L’Opéra de Paris reprend deux réussites des saisons passées, avec des distributions renouvelées : « Don Carlo  » de Giuseppe Verdi (Bastille, jusqu’au 23 novembre, avec une deuxième distribution à partir du 14) et « Lear  » d’Aribert Reimann (Garnier, du 21 novembre au 7 décembre)

Roberto Alagna et Aleksandra Kurzak dans « Don Carlo »

Roberto Alagna et Aleksandra Kurzak dans « Don Carlo »
Crédit photo : VINCENT PONTET/OPERA DE PARIS

En attendant la nouvelle production du « Prince Igor  » de Borodine par le metteur en scène australien Barrie Kosky, qui sera le spectacle de décembre en alternance avec le ballet « Raymonda  », l’Opéra de Paris affiche deux reprises. À la Bastille, « Don Carlo  », la fresque historique de Verdi d’après Schiller, spectacle de 2017 controversé du Polonais Krzysztof Warlikowski. L’infant d’Espagne Carlos perd son « S  », puisqu’il s’agit de la version italienne dite de Modène de l’œuvre.

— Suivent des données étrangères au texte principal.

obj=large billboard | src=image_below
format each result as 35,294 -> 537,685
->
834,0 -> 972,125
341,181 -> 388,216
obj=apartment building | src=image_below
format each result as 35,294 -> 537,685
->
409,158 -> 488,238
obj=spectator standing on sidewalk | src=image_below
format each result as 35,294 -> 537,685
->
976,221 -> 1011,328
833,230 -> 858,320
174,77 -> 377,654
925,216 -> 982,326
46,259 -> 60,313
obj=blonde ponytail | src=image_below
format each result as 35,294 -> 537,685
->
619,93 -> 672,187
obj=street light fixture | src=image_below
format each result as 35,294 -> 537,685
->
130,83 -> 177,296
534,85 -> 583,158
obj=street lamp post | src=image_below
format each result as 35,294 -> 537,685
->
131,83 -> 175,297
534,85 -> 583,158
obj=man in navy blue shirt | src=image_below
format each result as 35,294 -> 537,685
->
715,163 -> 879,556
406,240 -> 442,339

Avec un très vaste dispositif scénique, le drame de l’époque de Philippe II dans son sinistre Escurial est transposé dans une Espagne d’opérette qui pourrait être celle d’Alphonse XIII, avec un Grand Inquisiteur qui aurait des faux airs de général Franco. Si le drame perd de sa crédibilité historique et politique, il gagne en intensité, dans cette version plus resserrée, et les personnages paraissent plus justes.

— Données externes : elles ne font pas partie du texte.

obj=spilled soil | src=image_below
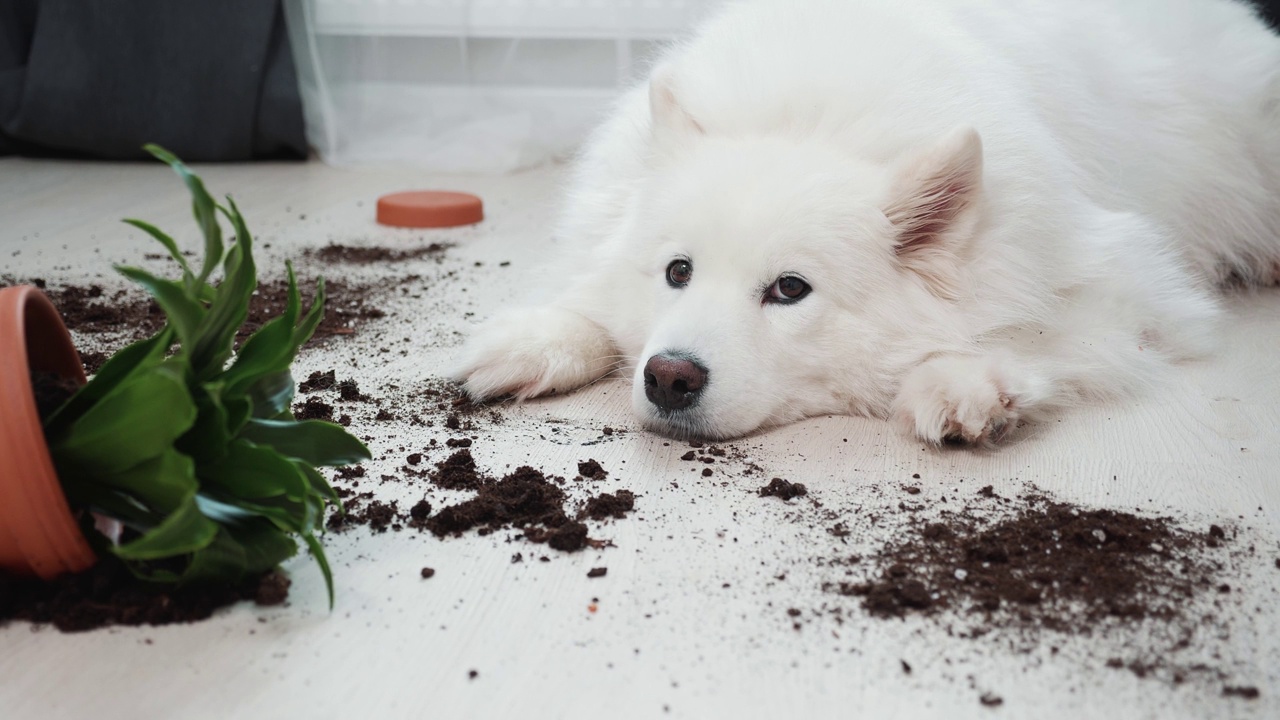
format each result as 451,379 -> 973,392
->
0,278 -> 387,374
0,556 -> 289,633
305,242 -> 453,265
803,478 -> 1258,705
328,448 -> 635,552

Totalement remaniée, la distribution est légèrement moins prestigieuse qu’en 2017, mais reste au niveau des prétentions tarifaires de l’établissement. Après quelques premières représentations difficiles dues aux méformes vocales des uns et des autres, elle a trouvé son rythme avec un Roberto Alagna très à l’aise dans le rôle-titre, qu’il chante depuis longtemps. Et la reine Elisabeth d’Aleksandra Kurzak est une partenaire vocalement excellente, parfois dramatiquement un peu en retrait. Les deux basses en revanche n’étaient pas à la hauteur, avec René Pape, Philippe II décevant, en méforme vocale, et Vitalij Kowaljow, trop pâle Inquisiteur.

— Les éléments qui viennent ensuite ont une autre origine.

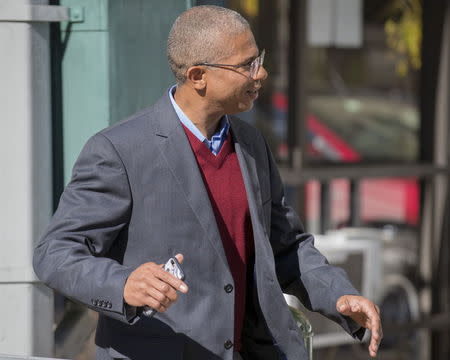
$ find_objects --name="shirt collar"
[169,84,230,143]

Un phénomène vocal interprétait la Princesse Eboli, le mezzo-soprano géorgien Anita Rachvelishvilli, énorme voix aux graves abyssaux mais trop appuyés, mettant parfois ses aigus en péril. Malgré une grande vulgarité scénique, caricature de Carmen, voulue ou non par le metteur en scène, elle a tiré la couverture à elle à l’applaudimètre. La surprise est venue du nouveau Marquis de Posa, le baryton canadien Étienne Dupuy, style châtié et ligne vocale pure, hélas pas encore très à l'aise dramatiquement.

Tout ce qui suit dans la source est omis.